The Series A Senior Preferred Stock has cumulative dividends that accrue daily at the annual rate which is equal to Term SOFR (selected by the Company for each divided period), plus 10.00%. On the 30-month anniversary of issuance, the dividend rate spread shall increase by 2.00% per annum and shall increase by 0.50% per annum at the beginning of each full fiscal quarter thereafter. The dividend rate spread increases 6.00% in the event of default, a change of control, or other non-compliance as noted in the related Certificate of Designation and the purchase agreement for the shares of Series A Senior Preferred Stock, or the Purchase Agreement. Other than an increase in the dividend rate spread relating to default, in no event will the dividend rate spread exceed SOFR plus 25.00%. As of March 31, 2025, the dividend rate was 14.32% based on a three-month dividend period. Dividend periods will be monthly, every three months or every six months, at the Company’s option, and the Company currently anticipates using a three-month period. Dividends will be paid, after declaration by the Board, for each dividend period. If the Company selects a six-month dividend period, an interim dividend payment will be required for each three-month period therein.
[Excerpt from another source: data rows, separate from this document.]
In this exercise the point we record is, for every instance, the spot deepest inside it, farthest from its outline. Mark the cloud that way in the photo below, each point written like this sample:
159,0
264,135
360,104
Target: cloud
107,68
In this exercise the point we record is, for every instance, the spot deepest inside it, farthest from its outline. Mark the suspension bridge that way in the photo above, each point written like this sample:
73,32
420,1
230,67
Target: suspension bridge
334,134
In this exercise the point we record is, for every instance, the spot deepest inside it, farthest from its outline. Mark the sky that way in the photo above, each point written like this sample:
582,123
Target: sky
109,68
During the three months ended March 31, 2025, and 2024, dividends declared and paid on the Series A Senior Preferred Stock were $1.4 million and $1.5 million, respectively.

The Series A Senior Preferred Stock has no stated maturity, is not convertible, is not subject to any mandatory redemption, sinking fund or other similar provisions, and will remain outstanding unless redeemed at the Company’s option. The Company has the right to redeem the Series A Senior Preferred Stock pro rata in whole or in part at the price per share equal to the liquidation preference, or the Liquidation Preference, plus any applicable early premium amount noted in the Certificate of Designation and Purchase Agreement.

The Liquidation Preference of $45.0 million and $47.0 million as of March 31, 2025, and December 31, 2024, respectively, is based on the occurrence of a liquidation event, which is also considered an event of default as defined in the Certificate of Designation. The Liquidation Preference includes an early redemption premium amount and a make-whole payment for any redemption of the securities prior to June 30, 2025. As of March 31, 2025, and December 31, 2024, the make-whole payment included in the Liquidation Preference was $2.0 million and $4.0 million, respectively. The make-whole payment included in the Liquidation Preference will be reduced quarterly until June 30, 2025, at which time it will be eliminated. Events of default trigger an increase of the dividend rate spread of 6.00% and an early premium amount, as defined in the Certificate of Designation.

The following table lists the components of the liquidation preference for the periods presented below (in thousands):

As of March 31, 2025As of December 31, 2024
(Unaudited)
Series A Senior Preferred Stock (plus accrued and unpaid dividends)$40,068 $40,068 
Make whole payment2,005 3,993 
Early redemption premium2,915 2,915 
Liquidation Preference$44,988 $46,976 

The Series A Senior Preferred Stock has no voting rights for directors or otherwise, except as required by law or with respect to certain protective provisions. Without the consent of at least 60% of the then outstanding shares of Series A Senior Preferred Stock, with certain exceptions, the Company may not, among other things, (i) incur any indebtedness if such incurrence would cause the Company’s Total Net Leverage Ratio (as defined in the Purchase Agreement) to exceed 0.75:1, (ii) issue any capital stock senior to or pari passu with the Series A Senior Preferred Stock, (iii) declare or pay any cash dividends on the Company’s common stock, or (iv) repurchase more than an aggregate of $30 million of the Company’s common stock.